Voting assistance officers educate members of the services on how to fill out voter registration cards and may refer them to a master site that includes a plethora of links outlining the many guidelines for various states and counties, Pentagon Spokesman Lt. Col. Joe Richard said.

Richard said the DoD’s immense resources enable it to reach across oceans and place representatives where they need to be to facilitate voters.

In all, he said the program is responsible for informing 6 million voting age citizens, both military and non-military. State agencies at all levels have to help support the program, he said.

“(The voting representatives) are extensively trained by us,” Richard said. “Basically the (states) make the rules, and they have been very cooperative.”

The military has tweaked their voter program a little for this election, trying to right some wrongs that occurred in the 2000 election.

Some military members overseas did not get their ballots in time to vote in the election, Richard said. It will be different this year, he said, as all ballots are now given priority delivery.

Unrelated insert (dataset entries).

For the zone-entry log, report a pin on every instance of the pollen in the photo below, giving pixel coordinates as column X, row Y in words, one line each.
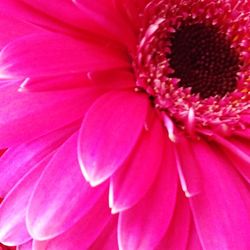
column 193, row 58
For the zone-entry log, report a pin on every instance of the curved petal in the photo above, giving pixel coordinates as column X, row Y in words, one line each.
column 26, row 246
column 106, row 80
column 84, row 232
column 194, row 241
column 221, row 211
column 177, row 234
column 61, row 196
column 238, row 151
column 26, row 116
column 107, row 16
column 17, row 161
column 13, row 229
column 188, row 168
column 12, row 28
column 144, row 225
column 59, row 16
column 107, row 240
column 142, row 165
column 109, row 132
column 54, row 54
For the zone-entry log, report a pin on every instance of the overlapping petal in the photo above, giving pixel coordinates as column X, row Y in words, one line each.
column 61, row 192
column 221, row 212
column 144, row 225
column 106, row 138
column 84, row 232
column 142, row 166
column 54, row 54
column 26, row 116
column 13, row 229
column 19, row 160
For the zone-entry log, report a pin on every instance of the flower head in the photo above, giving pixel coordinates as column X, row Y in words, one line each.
column 127, row 125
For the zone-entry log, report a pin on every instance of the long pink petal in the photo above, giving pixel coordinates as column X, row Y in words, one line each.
column 17, row 161
column 84, row 232
column 26, row 116
column 142, row 165
column 54, row 54
column 63, row 17
column 26, row 246
column 104, row 14
column 12, row 28
column 193, row 241
column 62, row 196
column 12, row 211
column 238, row 151
column 221, row 211
column 144, row 225
column 109, row 132
column 177, row 234
column 188, row 168
column 106, row 80
column 107, row 240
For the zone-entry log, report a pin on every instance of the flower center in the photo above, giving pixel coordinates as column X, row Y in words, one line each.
column 203, row 60
column 193, row 60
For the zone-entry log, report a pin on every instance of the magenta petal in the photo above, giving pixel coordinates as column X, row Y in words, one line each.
column 188, row 168
column 62, row 196
column 178, row 232
column 17, row 161
column 109, row 132
column 194, row 241
column 105, row 15
column 107, row 240
column 238, row 151
column 26, row 246
column 26, row 116
column 12, row 211
column 144, row 225
column 64, row 54
column 84, row 232
column 12, row 28
column 106, row 80
column 142, row 166
column 221, row 211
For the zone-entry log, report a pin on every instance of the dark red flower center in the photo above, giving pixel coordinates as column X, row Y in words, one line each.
column 203, row 60
column 193, row 61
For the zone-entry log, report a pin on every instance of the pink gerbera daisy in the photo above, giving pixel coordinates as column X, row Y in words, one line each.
column 126, row 124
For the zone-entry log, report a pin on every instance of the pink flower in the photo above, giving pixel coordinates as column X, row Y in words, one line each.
column 127, row 125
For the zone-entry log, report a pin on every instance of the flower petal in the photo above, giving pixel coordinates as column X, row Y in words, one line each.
column 108, row 238
column 17, row 161
column 142, row 165
column 12, row 28
column 84, row 232
column 177, row 234
column 26, row 116
column 221, row 211
column 194, row 241
column 26, row 246
column 144, row 225
column 187, row 167
column 109, row 132
column 61, row 191
column 107, row 80
column 54, row 54
column 104, row 14
column 12, row 211
column 58, row 16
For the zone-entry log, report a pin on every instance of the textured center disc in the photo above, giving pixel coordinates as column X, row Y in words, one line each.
column 203, row 60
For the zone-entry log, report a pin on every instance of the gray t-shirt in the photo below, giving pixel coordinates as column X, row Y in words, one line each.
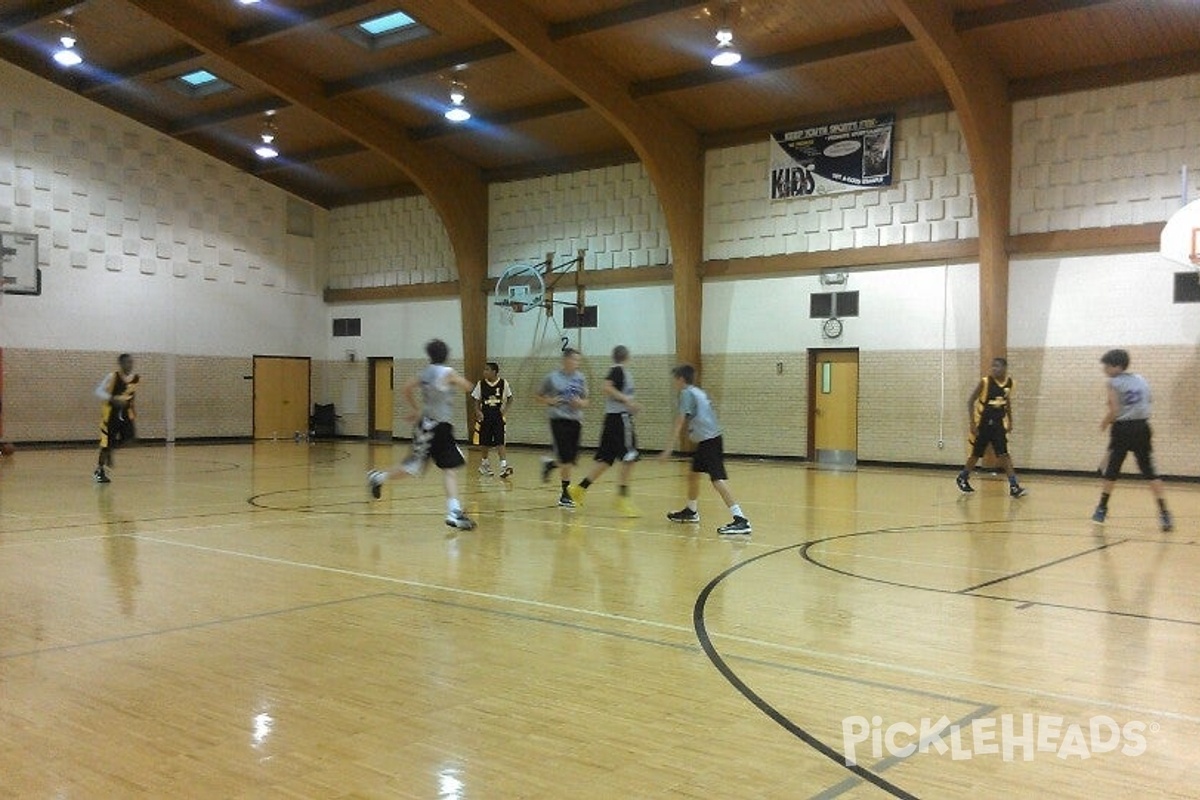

“It is the responsibility of the program to ensure there is an adequate voter’s outreach program,” Richard said.
Roberts thinks high voter turnout in the military is directly related to the sense of history engendered in each basic trainee.

“Even back then in 1978 (when Roberts was a basic), they pressed upon us history of the military, what it stands for, why America’s start was blended in with the military history,” he said. “If I had to guess, I would say we would have more than 75 percent of all branches of the service (turn out to vote).”

The federal voting assistance program falls under the uniformed and overseas citizens voting act.